A dare il via oggi alle iscrizioni in vista del nuovo anno scolastico è stata la ministra designata dell’Istruzione, Lucia Azzolina, dal suo profilo Fb. “E’ una procedura ormai rodata – ha scritto in uno dei suoi primi messaggi da quando il premier Conte ha annunciato che prenderà il posto di Lorenzo Fioramonti, che si è dimesso poco prima di Natale – a cui il Ministero lavora da mesi e che presidieremo fino all’ultimo giorno. Il nostro sistema scolastico ha bisogno, come tutti i sistemi complessi, di aggiustamenti”. La giornata si chiude quindi con la prima tranche di dati relativi alle iscrizioni online – con il dato fotografato alle ore 18 – che sono state pari a 82.770 per quanto riguarda quelle inserite e 95.614 quelle inserite. Un picco di richieste, evidenziano dal Miur, pari al 48% in più rispetto all’anno scorso. Senza contare che la scelta dell’istituto da frequentare nell’anno scolastico 2020-2021 è già stato fatto dal 5,2% delle famiglie. “La nostra – sottolinea ancora Azzolina – è una scuola che funziona, le famiglie devono perciò affrontare con serenità questo momento. Così come i ragazzi”. Il tutto senza dimenticare che “chi sta scegliendo la scuola di secondo grado vive un momento delicato. Lo so. Lo dico da prof. È il momento in cui uno studente comincia ad affacciarsi al proprio futuro, anche lavorativo. A questo proposito va ricordato con chiarezza ai ragazzi e ai loro genitori che non esistono scuole o indirizzi di serie A e serie B. Ogni studente scelga non in base alle mode, ma alle proprie aspirazioni e inclinazioni, con un occhio anche al mercato del lavoro”, ha concluso il ministro, riferendosi in questo passaggio ai ragazzi che devono scegliere le superiori. Da un sondaggio diffuso in queste ore è emerso che anche quest’anno domina l’indecisione tra i giovanissimi che devono iscriversi alle secondarie di secondo grado, dai licei agli istituti tecnici e professionali: quasi 1 su 2 (il 44%) prima delle vacanze di Natale ancora non sapeva quale indirizzo scegliere.
Dalle 8 di stamane alle 20 di venerdì 31 gennaio 2020, è dunque possibile inoltrare la domanda di iscrizione; la procedura è via web tramite il portale Iscrizioni online. Le iscrizioni a scuola sono obbligatorie per gli alunni delle classi prime della scuola primaria e della secondaria di I e di II grado. La domanda di iscrizione deve essere inoltrata online anche per i corsi di istruzione dei Centri di formazione professionale nelle regioni che hanno aderito alla procedura (Calabria, Lazio, Liguria, Lombardia, Molise, Piemonte, Sardegna, Sicilia, Umbria e Veneto). Per le scuole dell’infanzia la procedura rimane invece cartacea. Resta facoltativa l’adesione al sistema di Iscrizioni online per gli istituti paritari.

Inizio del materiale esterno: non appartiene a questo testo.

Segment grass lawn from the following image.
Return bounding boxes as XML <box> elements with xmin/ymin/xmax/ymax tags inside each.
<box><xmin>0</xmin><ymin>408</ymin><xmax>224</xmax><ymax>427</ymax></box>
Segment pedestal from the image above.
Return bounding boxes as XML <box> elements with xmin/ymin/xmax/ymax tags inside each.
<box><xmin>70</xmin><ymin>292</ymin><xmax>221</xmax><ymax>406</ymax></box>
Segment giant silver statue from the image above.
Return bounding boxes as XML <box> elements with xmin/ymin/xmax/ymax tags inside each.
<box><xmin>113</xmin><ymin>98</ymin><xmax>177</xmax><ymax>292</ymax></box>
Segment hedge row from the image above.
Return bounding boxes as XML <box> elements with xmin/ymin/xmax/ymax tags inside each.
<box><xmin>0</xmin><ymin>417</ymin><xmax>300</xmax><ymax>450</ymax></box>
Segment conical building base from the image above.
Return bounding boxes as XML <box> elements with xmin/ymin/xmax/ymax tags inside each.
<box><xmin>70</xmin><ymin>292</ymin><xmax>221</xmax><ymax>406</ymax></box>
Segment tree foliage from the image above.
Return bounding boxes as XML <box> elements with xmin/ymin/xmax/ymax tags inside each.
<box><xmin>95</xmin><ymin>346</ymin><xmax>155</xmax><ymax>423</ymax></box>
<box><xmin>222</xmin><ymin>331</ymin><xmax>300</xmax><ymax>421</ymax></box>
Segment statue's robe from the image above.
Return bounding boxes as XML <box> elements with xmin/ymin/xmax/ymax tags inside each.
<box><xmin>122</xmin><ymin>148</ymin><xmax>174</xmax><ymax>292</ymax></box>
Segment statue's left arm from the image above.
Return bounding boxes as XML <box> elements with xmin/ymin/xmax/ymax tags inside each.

Intanto lo ‘spacchettamento’ del Miur – Azzolina sarà ministro dell’Istruzione, Gaetano Manfredi dell’Università e delle Ricerca – con il decreto che dovrebbe essere approvato entro la fine della settimana e il successivo giuramento dei due nuovi ministri, ha rallentato la tabella di marcia concordata tra i sindacati e l’ex ministro dell’Istruzione Lorenzo Fioramonti il 19 dicembre scorso. “E’ necessario – dice il segretario della Flc Cgil, Francesco Sinopoli – riprendere il confronto con celerità in quanto la tempistica degli incontri stabilita dall’accordo era volta ad assicurare l’avvio dei concorsi in tempo utile per garantire le immissioni in ruolo del prossimo anno scolastico. Tanti sono i temi sul tavolo e tutti richiedono soluzioni in tempi brevi: in primis l’articolazione del concorso straordinario, rispetto al quale chiediamo la pubblicazione della banca dati dei test, la definizione del punteggio riservato al servizio, la tempistica di svolgimento e le modalità di partecipazione”. Il timore è che il ritardo nella pubblicazione dei bandi dei concorsi – dovevano già essere pubblicati a fine 2019 – possa portare al boom di oltre 250 mila docenti precari nelle scuole italiane il primo settembre 2020.